I have two Flink dynamic tables Event
and Configuration
.
Event
have the structure : [id, myTimestamp]
and Configuration
have the structure : id, myValue, myTimestamp
I am trying to do a Flink SQL query that return Event.id, Configuration.myValue
, or Event.id, null
If the Event
row id
do not match any id
from Configuration
.
Example of expected behavior (Event
and Configuration
starts empty):
The example must be read as :
[DATA_RECEIVED] => TARGET_TABLE : EXPECTED_OUTPUT
Since the SQL Query is made from a join, it is inserted in an UpsertSink
(first value of the output correspond to the upsert boolean)
[myId-1, 10] => EventTable : [(true, myId-1, null)]
[myId-1, myValue-A, 15] => ConfigurationTable : [(false, myId-1, null), (true, myId-1, myValue-A)]
[myId-1, myValue-A, 20] => ConfigurationTable : [(false, myId-1, myValue-A), (true, myId-1, myValue-A)]
[myId-1, myValue-B, 25] => ConfigurationTable : [(false, myId-1, myValue-A), (true, myId-1, myValue-B)]
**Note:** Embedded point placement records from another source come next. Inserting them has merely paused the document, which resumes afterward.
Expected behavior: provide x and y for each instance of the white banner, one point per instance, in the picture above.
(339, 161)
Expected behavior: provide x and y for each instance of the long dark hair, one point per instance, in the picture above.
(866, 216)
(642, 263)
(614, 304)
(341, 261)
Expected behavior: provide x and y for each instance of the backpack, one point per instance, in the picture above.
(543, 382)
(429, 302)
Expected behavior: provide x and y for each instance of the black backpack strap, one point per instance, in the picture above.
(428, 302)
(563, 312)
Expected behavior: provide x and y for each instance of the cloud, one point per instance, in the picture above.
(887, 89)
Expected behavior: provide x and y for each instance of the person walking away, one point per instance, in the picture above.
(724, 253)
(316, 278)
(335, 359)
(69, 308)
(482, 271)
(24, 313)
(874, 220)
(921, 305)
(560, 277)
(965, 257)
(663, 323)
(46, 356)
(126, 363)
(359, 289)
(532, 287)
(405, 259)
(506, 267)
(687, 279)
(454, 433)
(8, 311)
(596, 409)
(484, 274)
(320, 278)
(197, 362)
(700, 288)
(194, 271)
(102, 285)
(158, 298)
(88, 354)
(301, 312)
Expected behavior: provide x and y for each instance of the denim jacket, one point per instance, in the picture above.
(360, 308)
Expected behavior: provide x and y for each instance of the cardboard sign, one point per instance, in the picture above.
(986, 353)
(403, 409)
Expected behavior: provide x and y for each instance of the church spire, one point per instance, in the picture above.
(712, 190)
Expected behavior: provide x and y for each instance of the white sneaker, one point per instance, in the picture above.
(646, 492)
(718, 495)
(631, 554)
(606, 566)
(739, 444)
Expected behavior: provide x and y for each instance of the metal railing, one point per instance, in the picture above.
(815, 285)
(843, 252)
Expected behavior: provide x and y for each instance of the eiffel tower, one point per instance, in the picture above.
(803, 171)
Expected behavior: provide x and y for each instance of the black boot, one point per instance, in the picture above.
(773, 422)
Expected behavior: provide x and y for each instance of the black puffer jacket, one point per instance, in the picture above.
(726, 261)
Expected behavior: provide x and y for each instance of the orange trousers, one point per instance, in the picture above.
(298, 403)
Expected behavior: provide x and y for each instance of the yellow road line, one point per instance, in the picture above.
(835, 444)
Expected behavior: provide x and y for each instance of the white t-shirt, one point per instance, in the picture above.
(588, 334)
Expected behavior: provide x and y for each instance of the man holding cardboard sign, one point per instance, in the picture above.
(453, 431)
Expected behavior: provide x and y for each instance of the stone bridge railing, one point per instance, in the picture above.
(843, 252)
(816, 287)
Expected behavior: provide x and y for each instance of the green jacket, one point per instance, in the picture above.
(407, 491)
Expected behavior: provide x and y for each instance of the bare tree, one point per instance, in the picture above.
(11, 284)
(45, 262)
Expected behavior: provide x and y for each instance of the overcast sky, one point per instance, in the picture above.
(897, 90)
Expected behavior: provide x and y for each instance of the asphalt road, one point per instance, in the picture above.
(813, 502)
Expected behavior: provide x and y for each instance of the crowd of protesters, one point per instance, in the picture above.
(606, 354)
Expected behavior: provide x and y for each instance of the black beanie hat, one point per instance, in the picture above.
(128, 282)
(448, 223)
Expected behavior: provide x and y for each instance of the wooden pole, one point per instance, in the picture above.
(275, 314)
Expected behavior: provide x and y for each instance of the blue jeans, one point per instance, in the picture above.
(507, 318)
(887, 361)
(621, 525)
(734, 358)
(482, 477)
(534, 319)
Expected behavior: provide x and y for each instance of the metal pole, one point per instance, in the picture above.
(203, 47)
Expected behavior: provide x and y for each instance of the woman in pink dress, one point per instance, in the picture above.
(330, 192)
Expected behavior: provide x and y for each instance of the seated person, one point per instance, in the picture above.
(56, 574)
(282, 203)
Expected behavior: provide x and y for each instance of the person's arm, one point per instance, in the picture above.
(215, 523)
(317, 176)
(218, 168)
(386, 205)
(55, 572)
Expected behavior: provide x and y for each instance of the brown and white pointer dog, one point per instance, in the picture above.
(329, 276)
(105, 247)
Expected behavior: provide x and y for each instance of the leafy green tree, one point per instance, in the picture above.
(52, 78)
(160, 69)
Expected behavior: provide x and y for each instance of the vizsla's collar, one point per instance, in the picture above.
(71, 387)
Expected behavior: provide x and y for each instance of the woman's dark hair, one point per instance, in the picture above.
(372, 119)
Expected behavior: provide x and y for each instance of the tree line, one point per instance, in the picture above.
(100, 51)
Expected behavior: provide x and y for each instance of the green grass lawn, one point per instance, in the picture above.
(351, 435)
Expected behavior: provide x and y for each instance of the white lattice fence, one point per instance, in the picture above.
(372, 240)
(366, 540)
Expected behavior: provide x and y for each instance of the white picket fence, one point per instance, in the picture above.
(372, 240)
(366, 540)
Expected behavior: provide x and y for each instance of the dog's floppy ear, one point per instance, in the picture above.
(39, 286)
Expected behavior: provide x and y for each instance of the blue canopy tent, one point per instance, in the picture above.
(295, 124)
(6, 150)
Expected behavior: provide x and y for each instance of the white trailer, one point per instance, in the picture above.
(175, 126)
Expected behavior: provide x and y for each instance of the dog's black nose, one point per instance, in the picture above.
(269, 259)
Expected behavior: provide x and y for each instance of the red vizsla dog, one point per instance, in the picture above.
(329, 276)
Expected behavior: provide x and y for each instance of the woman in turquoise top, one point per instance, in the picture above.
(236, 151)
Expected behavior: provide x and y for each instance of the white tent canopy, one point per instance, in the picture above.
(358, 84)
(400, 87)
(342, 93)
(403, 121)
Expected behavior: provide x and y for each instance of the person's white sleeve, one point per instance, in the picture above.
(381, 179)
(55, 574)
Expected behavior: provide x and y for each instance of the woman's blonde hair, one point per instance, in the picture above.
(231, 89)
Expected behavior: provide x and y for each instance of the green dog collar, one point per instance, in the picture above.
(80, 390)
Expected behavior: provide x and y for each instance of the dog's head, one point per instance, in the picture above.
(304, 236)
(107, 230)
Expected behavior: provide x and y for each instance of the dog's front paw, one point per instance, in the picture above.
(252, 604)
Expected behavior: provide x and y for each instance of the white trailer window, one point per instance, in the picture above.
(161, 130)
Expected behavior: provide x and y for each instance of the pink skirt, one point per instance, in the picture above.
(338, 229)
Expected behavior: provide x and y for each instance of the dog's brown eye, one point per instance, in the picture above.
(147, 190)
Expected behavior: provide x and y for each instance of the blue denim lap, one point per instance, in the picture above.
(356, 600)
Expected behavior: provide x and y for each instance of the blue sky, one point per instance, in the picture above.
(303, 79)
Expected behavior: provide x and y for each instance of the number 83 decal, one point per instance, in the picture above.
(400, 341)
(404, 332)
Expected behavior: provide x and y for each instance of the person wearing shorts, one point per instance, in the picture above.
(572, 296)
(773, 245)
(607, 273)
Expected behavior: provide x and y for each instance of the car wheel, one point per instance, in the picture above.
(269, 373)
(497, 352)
[myId-1, 30] => EventTable : [(false, myId-1, null), (true, myId-1, myValue-B)]
So I did this query :
SELECT
Event.id,
Configuration.myValue
FROM
(SELECT id, MAX(myTimestamp) as myTimestamp FROM Event GROUP BY id) as Event
LEFT JOIN
(SELECT id, LATEST_VAL(myValue, myTimestamp) as myValue, MAX(myTimestamp) as myTimestamp FROM Configuration GROUP BY id, myValue) as Configuration
ON Event.id = Configuration.id
GROUP BY Event.id, Configuration.myValue
Where LATEST_VAL
is a UDF that return the myValue
associated to MAX(myTimestamp)
.
But I have behavior that I do not understand. Here are the observed results :
[myId-1, 10] => EventTable : [(true, myId-1, null)] // OK
[myId-1, myValue-A, 15] => ConfigurationTable : [(false, myId-1, null), (true, myId-1, myValue-A)] // OK
[myId-1, myValue-A, 20] => ConfigurationTable : [(false, myId-1, myValue-A), (true, myId-1, null), (false, myId-1, null), (true, myId-1, myValue-A)] // NOT OK
[myId-1, myValue-B, 25] => ConfigurationTable : [(false, myId-1, myValue-A), (true, myId-1, null), (false, myId-1, null), (true, myId-1, myValue-B)] // NOT OK
[myId-1, 30] => EventTable : [(false, myId-1, null), (true, myId-1, myValue-B)] // OK
How do you explain the difference between the expected behavior and the observed behavior ? Why is there an extra output (true, myId-1, null), (false, myId-1, null)
?
Is it possible to adapt the SQL query to get the wanted behavior ?
Note :
- I am using Flink 1.8